Held in the city of Belém, gateway to the Amazon, the summit places the climate-nature nexus in the spotlight, as leaders make decisions that will shape the future of the rainforest and communities they are guests of.

Yet food systems, the biggest driver of deforestation and responsible for around one-third of global emissions, have once again been sidelined. Despite being highly vulnerable to climate change, they also hold immense potential for keeping climate change in check. Overlooking them is not just a missed opportunity for Brazil to reinforce its leadership, it risks undermining critical initiatives like forest protection. 

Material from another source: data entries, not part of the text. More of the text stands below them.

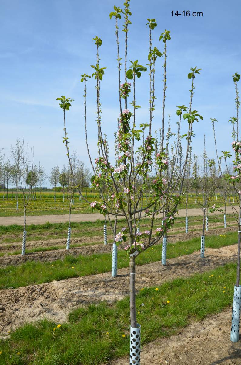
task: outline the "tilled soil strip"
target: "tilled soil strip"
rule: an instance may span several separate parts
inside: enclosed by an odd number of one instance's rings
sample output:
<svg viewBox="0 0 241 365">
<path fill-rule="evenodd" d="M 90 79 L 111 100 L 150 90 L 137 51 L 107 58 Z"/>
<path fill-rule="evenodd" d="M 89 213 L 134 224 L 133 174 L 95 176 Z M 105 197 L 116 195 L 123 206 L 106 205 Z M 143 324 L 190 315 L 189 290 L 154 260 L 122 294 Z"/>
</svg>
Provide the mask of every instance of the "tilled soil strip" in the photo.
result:
<svg viewBox="0 0 241 365">
<path fill-rule="evenodd" d="M 145 365 L 240 365 L 241 342 L 231 342 L 232 308 L 195 322 L 170 338 L 156 340 L 143 347 Z M 111 365 L 126 365 L 129 357 Z"/>
<path fill-rule="evenodd" d="M 179 229 L 178 230 L 179 230 Z M 212 234 L 224 235 L 228 232 L 232 232 L 233 231 L 233 230 L 230 227 L 227 227 L 225 229 L 224 228 L 213 229 L 210 231 L 205 231 L 205 234 L 208 235 Z M 173 232 L 173 230 L 172 231 Z M 194 237 L 197 237 L 197 232 L 190 232 L 186 234 L 185 233 L 178 233 L 175 235 L 172 234 L 171 236 L 169 236 L 168 242 L 170 243 L 174 243 L 178 241 L 185 241 Z M 99 236 L 95 237 L 95 238 L 98 238 L 99 241 Z M 60 242 L 60 241 L 61 242 Z M 33 241 L 33 243 L 36 243 L 36 242 L 35 241 Z M 87 243 L 88 242 L 85 242 L 84 238 L 77 238 L 75 240 L 73 239 L 71 240 L 71 243 L 72 244 L 79 243 L 81 245 L 81 243 Z M 58 242 L 55 243 L 55 244 L 58 246 L 66 243 L 66 240 L 58 240 Z M 54 244 L 53 243 L 51 245 L 49 245 L 49 246 L 52 246 L 54 245 Z M 28 246 L 29 248 L 33 248 L 36 247 L 35 245 L 33 246 L 31 245 L 30 242 L 28 244 Z M 21 246 L 18 247 L 18 249 L 19 249 L 21 247 Z M 42 245 L 40 247 L 44 247 L 44 245 Z M 4 247 L 0 247 L 0 252 L 2 252 L 2 250 L 4 248 Z M 119 248 L 121 248 L 121 247 L 119 247 Z M 34 260 L 35 261 L 41 261 L 43 262 L 54 261 L 59 259 L 63 259 L 67 255 L 81 254 L 83 256 L 88 256 L 95 253 L 108 253 L 111 251 L 112 249 L 112 245 L 111 244 L 108 244 L 106 246 L 104 246 L 102 243 L 100 245 L 95 244 L 89 245 L 88 246 L 82 246 L 80 247 L 73 247 L 68 250 L 65 249 L 60 249 L 58 250 L 40 251 L 38 252 L 27 253 L 24 256 L 21 256 L 20 254 L 9 256 L 7 255 L 7 253 L 6 253 L 4 256 L 0 256 L 0 267 L 7 266 L 8 265 L 20 265 L 26 261 Z M 4 250 L 3 252 L 5 252 L 5 251 Z M 9 253 L 9 251 L 8 251 L 7 252 Z M 11 251 L 10 252 L 11 252 Z"/>
<path fill-rule="evenodd" d="M 237 258 L 236 245 L 220 249 L 208 249 L 201 259 L 198 251 L 167 260 L 166 266 L 159 261 L 137 266 L 137 289 L 158 286 L 177 276 L 212 270 Z M 109 302 L 129 294 L 129 268 L 118 270 L 116 278 L 110 272 L 54 281 L 0 292 L 0 331 L 7 333 L 11 329 L 27 321 L 47 317 L 61 323 L 68 313 L 80 304 L 101 300 Z"/>
</svg>

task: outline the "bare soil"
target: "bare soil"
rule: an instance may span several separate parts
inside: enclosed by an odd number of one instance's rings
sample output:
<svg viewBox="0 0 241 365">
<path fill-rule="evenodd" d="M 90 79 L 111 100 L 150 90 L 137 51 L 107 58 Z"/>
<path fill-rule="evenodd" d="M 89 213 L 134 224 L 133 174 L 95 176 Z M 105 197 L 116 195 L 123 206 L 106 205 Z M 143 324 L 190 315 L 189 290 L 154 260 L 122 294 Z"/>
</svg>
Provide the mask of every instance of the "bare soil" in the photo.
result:
<svg viewBox="0 0 241 365">
<path fill-rule="evenodd" d="M 214 225 L 216 223 L 213 223 Z M 215 225 L 214 226 L 215 226 Z M 198 228 L 199 226 L 197 226 Z M 179 231 L 179 228 L 174 228 L 171 232 L 176 231 Z M 232 231 L 232 228 L 227 227 L 226 228 L 222 228 L 212 229 L 211 230 L 205 231 L 205 234 L 225 234 L 228 232 Z M 196 232 L 190 232 L 186 233 L 178 233 L 176 234 L 173 234 L 168 237 L 168 242 L 170 243 L 175 243 L 177 241 L 185 241 L 190 239 L 197 237 L 197 233 Z M 110 236 L 108 239 L 111 238 Z M 95 243 L 95 242 L 96 242 Z M 50 250 L 46 251 L 40 251 L 38 252 L 35 252 L 32 253 L 27 253 L 24 256 L 21 254 L 9 255 L 8 253 L 9 252 L 14 252 L 14 250 L 11 250 L 11 248 L 7 246 L 7 253 L 5 253 L 4 256 L 0 256 L 0 267 L 7 266 L 8 265 L 20 265 L 27 261 L 41 261 L 43 262 L 51 262 L 55 260 L 63 259 L 67 255 L 76 255 L 81 254 L 83 256 L 92 255 L 95 253 L 104 253 L 111 252 L 112 249 L 112 244 L 108 244 L 105 246 L 103 243 L 97 244 L 99 242 L 99 236 L 93 237 L 84 237 L 83 238 L 74 239 L 71 240 L 72 244 L 76 244 L 79 243 L 80 246 L 83 243 L 88 245 L 88 246 L 83 246 L 80 247 L 74 247 L 67 250 L 65 249 L 61 249 L 58 250 Z M 91 243 L 92 244 L 91 244 Z M 44 241 L 36 241 L 29 242 L 28 243 L 27 248 L 33 248 L 37 247 L 52 247 L 54 246 L 60 246 L 66 243 L 66 240 L 63 239 L 53 240 L 47 242 Z M 21 247 L 21 245 L 17 246 L 16 244 L 14 244 L 12 247 L 14 247 L 15 249 L 20 250 Z M 5 245 L 0 247 L 0 252 L 6 252 L 6 246 Z M 119 247 L 121 249 L 121 247 Z"/>
<path fill-rule="evenodd" d="M 178 276 L 212 270 L 237 259 L 237 245 L 208 249 L 201 259 L 199 251 L 136 268 L 137 291 L 144 287 L 158 286 Z M 161 254 L 161 253 L 160 253 Z M 47 317 L 56 322 L 66 321 L 68 313 L 80 305 L 101 300 L 108 302 L 129 294 L 129 268 L 118 271 L 116 278 L 110 273 L 54 281 L 39 285 L 1 291 L 0 331 L 7 334 L 11 329 L 27 321 Z"/>
<path fill-rule="evenodd" d="M 195 322 L 170 338 L 156 340 L 141 352 L 145 365 L 240 365 L 241 341 L 230 340 L 232 308 Z M 126 365 L 129 358 L 111 365 Z"/>
<path fill-rule="evenodd" d="M 233 207 L 236 209 L 238 207 Z M 222 207 L 224 208 L 224 207 Z M 232 214 L 232 207 L 228 206 L 226 208 L 227 214 Z M 201 215 L 203 214 L 202 211 L 200 208 L 191 208 L 187 210 L 187 214 L 189 216 L 193 215 Z M 216 212 L 216 214 L 221 214 L 219 212 Z M 179 217 L 186 216 L 186 209 L 179 209 L 178 211 Z M 71 216 L 71 220 L 72 222 L 95 222 L 98 219 L 103 220 L 103 216 L 99 213 L 86 213 L 82 214 L 72 214 Z M 27 215 L 26 222 L 27 224 L 44 224 L 48 221 L 50 223 L 60 223 L 62 222 L 68 222 L 69 220 L 68 214 L 56 214 L 46 215 Z M 12 217 L 0 217 L 0 225 L 9 226 L 11 224 L 23 225 L 23 216 Z"/>
</svg>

Why, then, has one of the most powerful climate solutions been left off the agenda for COP30, recently set out by president-designate André Aranha Corrêa do Lago?

Broken food system

Worldwide, countries are facing the consequences of a broken food system which is fuelling the climate crisis threatening food production. Our current system feeds the profits of food giants while leaving family farmers struggling, consumers facing rising food costs and governments having to answer to it. This will continue unabated under business as usual. 

The Intergovernmental Panel on Climate Change is unambiguous. Its Sixth Assessment Report stated that climate change has already reduced food security, and will increasingly put pressure on food production and access, especially in vulnerable regions.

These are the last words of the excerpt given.